Ansible provides a basic text-based system as described in Inventory. And it easily supports all of these options via an external invnetory system.

Example. AWS EC2 External Inventory Script

You can use this script in one of two ways. The easiest is to use Ansible’s -i command line option and specify the path to the script after marking it executable:

ansible -i ec2.py -u ubuntu us-east-1d -m ping

The second option is to copy the script to /etc/ansible/hosts and chmod +x it. You will also need to copy the ec2.ini file to /etc/ansible/ec2.ini

Using Multiple Inventory Sources

If the location given to -i in Ansible is a directory, Ansible can use multiple inventory sources at the same time.

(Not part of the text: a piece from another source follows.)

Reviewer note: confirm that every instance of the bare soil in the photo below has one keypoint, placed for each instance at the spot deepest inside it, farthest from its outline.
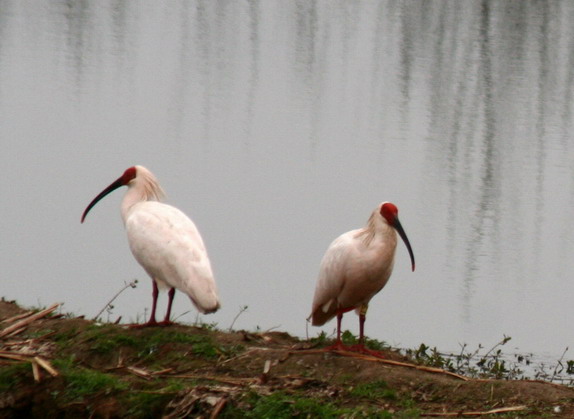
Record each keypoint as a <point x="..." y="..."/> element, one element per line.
<point x="64" y="367"/>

Static Groups of Dynamic Groups

When defining a static group of dynamic child groups, define the dynamic groups as empty in the static inventory file:

[foo]

[bar]

[cluster:children]
foo
bar

Developing Dynamic Inventory Sources

You just need to create a script or program that can return JSON in the right format when fed the proper arguments.

Script Conventions

When the external node script is called with the single argument --list , the script must return a JSON dictionary of all the groups to be managed.

{
  "databases":{
    "hosts": ["host01", "host02"],
    "vars": {
      "foo": bar,
      "flag": true
    }
  },
  "webservers":["web01", "web02"],
  "apps":{
    "hosts":["backend01", "backend02"],
    "vars":{
      "local": false
    },
    "children":["databases","webservers"]
  }
}

When called with the arguments --host <hostname> , the script must return either an empty JSON dictionary, or a dictionary of variables to make available to templates and playbooks.